WHITE GOD

[origially published in Candid Magazine. Pub.  Feb 26, 2015]

Hagen is a handsome youth who, through no fault of his own, is violently cast out from his family. Learning to survive on the streets with the help of other homeless, he finds there love and companionship. But mainstream society permits no place for Hagen or his friends; only exploitation or incarceration. This is the story of Hagen’s revenge.

Kornél Mundruczó has done something wonderful with White God, Cannes 2014’s Un Certain Regard award winner, because Hagen, the centre of this archetypal hero’s journey, is a dog, a big brown mastiff cross-breed. Mundruczó’s film can be enjoyed on a number of levels: as an allegorical tale about oppression and injustice, as a coming-of-age story, as a love story, and as a dog story. The brilliance is that White Dog doesn’t force any one of these readings on the audience: it offers them all up, and the viewer gets to choose.

Set in Budapest in the present day, it begins with 13 year old Lily and her dog Hagen. Their relationship is destroyed as a consequence of her parents’ bitter divorce and the busybody neighbour. Without the only creature whose love she is assured, Lily (Zsofia Psotta) embarks on a fruitless quest to find her beloved dog. As Lily gradually descends into a downward spiral of alienation and rebellion, Hagen makes his way among his own kind, finding unexpected loyalty and solidarity.

At its heart, the film is about relationships. Lily cannot be sure of her relationships with her parents: her mother dumps her, and her father, clearly embittered, is uncomfortable and constantly irritable. Nor can she trust the shifting allegiances of her friends. Without Hagen, she is cast adrift. Hagen in turn discovers for the first time how brutal human beings are. Chased by a dog catcher, captured and sold to a dog fighter, and eventually incarcerated, Hagen continuously suffers at the hands of humans at all levels of society.

With its themes of love, loyalty and betrayal, White God plays out its allegory of the oppressed in a nuanced way, never didactic or preachy. We see very clearly how tribal identity operates, from the collaboration of the street dogs working together to escape their oppressors, to the unity of the humans who band together to contain the dogs. But Mundruczó points out the weakness of human solidarity compared to that of the dogs: humans appear to be cruel for the sake of it, or for gain. The nasty neighbour has no particular reason to be so unpleasant, yet she is. The criminals at the dogfight beat and rob each other. Even family and friends are unreliable.

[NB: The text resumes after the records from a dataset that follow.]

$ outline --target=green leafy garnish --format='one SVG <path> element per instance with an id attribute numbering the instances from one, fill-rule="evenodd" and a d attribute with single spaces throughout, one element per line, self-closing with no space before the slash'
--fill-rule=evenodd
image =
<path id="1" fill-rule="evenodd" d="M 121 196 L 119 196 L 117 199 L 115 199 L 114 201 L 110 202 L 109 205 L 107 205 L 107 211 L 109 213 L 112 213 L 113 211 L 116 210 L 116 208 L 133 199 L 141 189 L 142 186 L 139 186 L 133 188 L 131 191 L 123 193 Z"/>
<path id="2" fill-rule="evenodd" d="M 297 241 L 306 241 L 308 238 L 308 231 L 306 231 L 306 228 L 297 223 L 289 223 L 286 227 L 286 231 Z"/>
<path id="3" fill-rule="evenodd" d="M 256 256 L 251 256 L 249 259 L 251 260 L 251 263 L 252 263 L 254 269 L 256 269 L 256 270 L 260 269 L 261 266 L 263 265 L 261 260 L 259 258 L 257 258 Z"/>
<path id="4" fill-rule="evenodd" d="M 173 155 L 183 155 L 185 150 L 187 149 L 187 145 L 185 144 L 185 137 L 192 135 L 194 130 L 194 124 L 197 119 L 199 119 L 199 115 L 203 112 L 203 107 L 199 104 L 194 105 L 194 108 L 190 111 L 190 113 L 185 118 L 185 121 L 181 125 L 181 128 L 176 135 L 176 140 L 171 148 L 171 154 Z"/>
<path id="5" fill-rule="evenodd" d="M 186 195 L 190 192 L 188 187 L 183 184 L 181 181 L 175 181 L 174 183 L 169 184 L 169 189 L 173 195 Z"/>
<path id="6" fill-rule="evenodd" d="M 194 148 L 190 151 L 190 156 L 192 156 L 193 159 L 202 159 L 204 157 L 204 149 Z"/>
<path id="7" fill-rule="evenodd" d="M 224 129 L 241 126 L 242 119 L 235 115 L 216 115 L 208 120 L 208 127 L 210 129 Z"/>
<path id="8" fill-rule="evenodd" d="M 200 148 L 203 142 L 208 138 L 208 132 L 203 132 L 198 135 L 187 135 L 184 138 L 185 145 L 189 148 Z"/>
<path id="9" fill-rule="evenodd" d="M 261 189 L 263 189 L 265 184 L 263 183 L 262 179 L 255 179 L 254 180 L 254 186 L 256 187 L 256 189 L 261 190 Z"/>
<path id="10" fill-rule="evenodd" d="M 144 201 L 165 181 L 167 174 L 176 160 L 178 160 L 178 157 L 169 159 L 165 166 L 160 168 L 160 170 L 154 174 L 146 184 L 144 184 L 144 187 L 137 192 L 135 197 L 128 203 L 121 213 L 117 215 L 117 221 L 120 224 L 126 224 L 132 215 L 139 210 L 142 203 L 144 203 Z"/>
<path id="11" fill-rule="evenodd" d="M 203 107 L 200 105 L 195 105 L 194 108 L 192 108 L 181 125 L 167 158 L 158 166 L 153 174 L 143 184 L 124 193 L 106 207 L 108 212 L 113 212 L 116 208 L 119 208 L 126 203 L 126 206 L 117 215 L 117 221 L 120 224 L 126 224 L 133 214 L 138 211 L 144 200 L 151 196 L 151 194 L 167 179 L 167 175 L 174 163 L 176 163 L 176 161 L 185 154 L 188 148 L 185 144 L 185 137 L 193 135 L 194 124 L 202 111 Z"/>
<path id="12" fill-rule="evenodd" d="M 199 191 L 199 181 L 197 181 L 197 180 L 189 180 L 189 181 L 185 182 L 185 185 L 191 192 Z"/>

Yet the story of exploitation is also a story of vengeance. The oppressed rise up, “like a well-regulated army” with Hagen as their general. The dogs mass across the city, and take their revenge. It is an eerie and frightening reminder of the simmering social tension experienced across much of the world at the present day, and the potential horror that it could bring. It reminds us that this is what revolution actually looks like, red in tooth and claw. Even if we feel sympathy for the dogs, it is still terrifying.

In interviews, Mundruczó has said that he started out wanting to make a film about the political situation in Hungary, but found to his surprise that instead he has made his first truly international film. Making White God also opened his eyes to the way animals are treated, and he says that making this film has changed him. One strong message the film carries is that the worse we treat the animals in our society, the worse we treat each other – and the worse we treat ourselves. The cruellest of the characters, the criminal dog fighter, also lives under the most unpleasant conditions.

White God may have a political subtext, but it is also a really good dog story. The expert work of dog handler Teresa Anne Miller is stunning, working with over 250 dogs, all of them from shelters (and now all adopted). The film’s action is dynamic, as the dogs race through the city, moving with the grace of a corps de ballet, and it is all made without CGI, just excellent camera work by Marcell Rév.

Combining animal fable with social critique, wrapped in a genuinely exciting thriller, White God will have huge appeal to the dog-loving British audience. In the screening I attended, there was a universal sigh of appreciation when the magnificent Hagen appeared on the screen, and much surreptitious eye-wiping during certain scenes. If sometimes Lily’s traumatic coming-of-age human story feels a little forced, Hagen’s dog story, his suffering and transformation into a canine Che Guevara, is heart-wrenching, uplifting and ultimately rewarding.